Comment aurait-il pu être
question d’autre chose ? Ses poches en étaient
pleines comme sa tête. Le Dictionnaire lui sortait par tous les
pores. Il me dit que depuis qu’il avait renoncé à
sa pension, son travail avançait de la manière la plus
rapide, et que rien ne lui convenait mieux que les heures de travail
que je lui proposais, attendu qu’il avait l’habitude de
se promener dans le milieu du jour en méditant à son
aise. Ses papiers étaient un peu en désordre pour le
moment, grâce à M. Jack Maldon qui lui avait offert
dernièrement ses services comme secrétaire, et qui
n’avait pas l’habitude de cette occupation ; mais
nous aurions bientôt remis tout cela en état, et nous
marcherions rondement. Je trouvai plus tard, quand nous fûmes
tout de bon à l’œuvre, que les efforts de M. Jack
Maldon me donnaient plus de peine que je ne m’y étais
attendu, vu qu’il ne s’était pas borné à
faire de nombreuses méprises, mais qu’il avait dessiné
tant de soldats et de têtes de femmes sur les manuscrits du
docteur, que je me trouvais parfois plongé dans un dédale
inextricable.
Le docteur était enchanté
de la perspective de m’avoir pour collaborateur de son fameux
ouvrage, et il fut convenu que nous commencerions dès le
lendemain à sept heures. Nous devions travailler deux heures
tous les matins et deux ou trois heures tous les soirs, excepté
le samedi qui serait un jour de congé pour moi. Je devais
naturellement me reposer aussi le dimanche ; la besogne n’était
donc pas bien pénible.
Nos arrangements faits ainsi, à
notre mutuelle satisfaction, le docteur m’emmena dans la maison
pour me présenter à mistress Strong que je trouvai dans
le nouveau cabinet de son mari, occupée à épousseter
ses livres, liberté qu’il ne permettait qu’à
elle de prendre avec ces précieux favoris.
Ils avaient retardé leur
déjeuner pour moi, et nous nous mîmes à table
ensemble. Nous venions à peine d’y prendre place quand
je devinai, d’après la figure de mistress Strong, qu’il
allait venir quelqu’un, avant même d’entendre aucun
bruit qui annonçât l’approche d’un visiteur.

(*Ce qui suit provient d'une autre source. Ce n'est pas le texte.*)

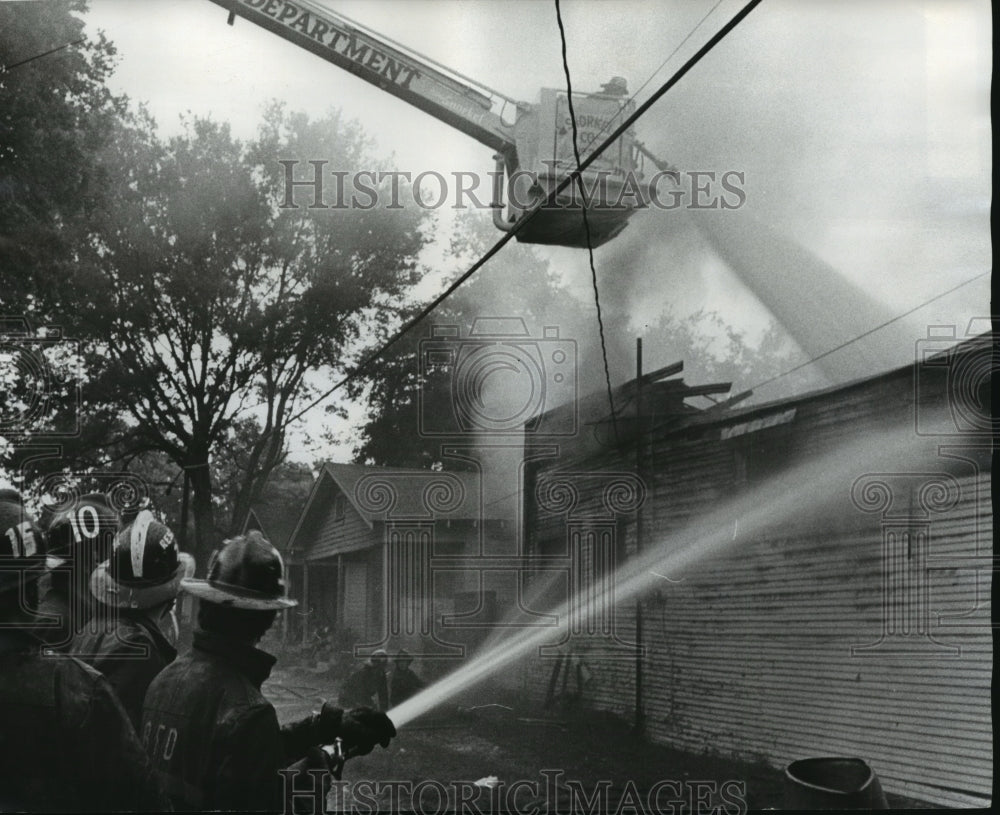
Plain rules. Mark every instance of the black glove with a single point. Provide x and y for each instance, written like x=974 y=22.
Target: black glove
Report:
x=360 y=728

Un monsieur à cheval arriva à la grille, fit entrer son
cheval par la bride, dans la petite cour, comme s’il était
chez lui, l’attacha à un anneau sous la remise vide, et
entra dans la salle à manger, son fouet à la main.
C’était M. Jack Maldon, et je trouvai que M. Jack
Maldon n’avait rien gagné à son voyage aux Indes.
Il est vrai de dire que j’étais d’une humeur
vertueuse et farouche contre tous les jeunes gens qui n’abattaient
pas des arbres dans la forêt des difficultés, de sorte
qu’il faut faire la part de ces impressions peu bienveillantes.
« Monsieur Jack, dit le
docteur, je vous présente Copperfield ! »
M. Jack Maldon me donna une
poignée de main, un peu froidement à ce qu’il me
sembla, et d’un air de protection languissante qui me choqua
fort en secret. Du reste, son air de langueur était curieux à
voir, excepté pourtant quand il parlait à sa cousine
Annie.
« Avez-vous déjeuné,
monsieur Jack ? dit le docteur.
– Je ne déjeune
presque jamais, monsieur, répliqua-t-il en laissant aller sa
tête sur le dossier de son fauteuil.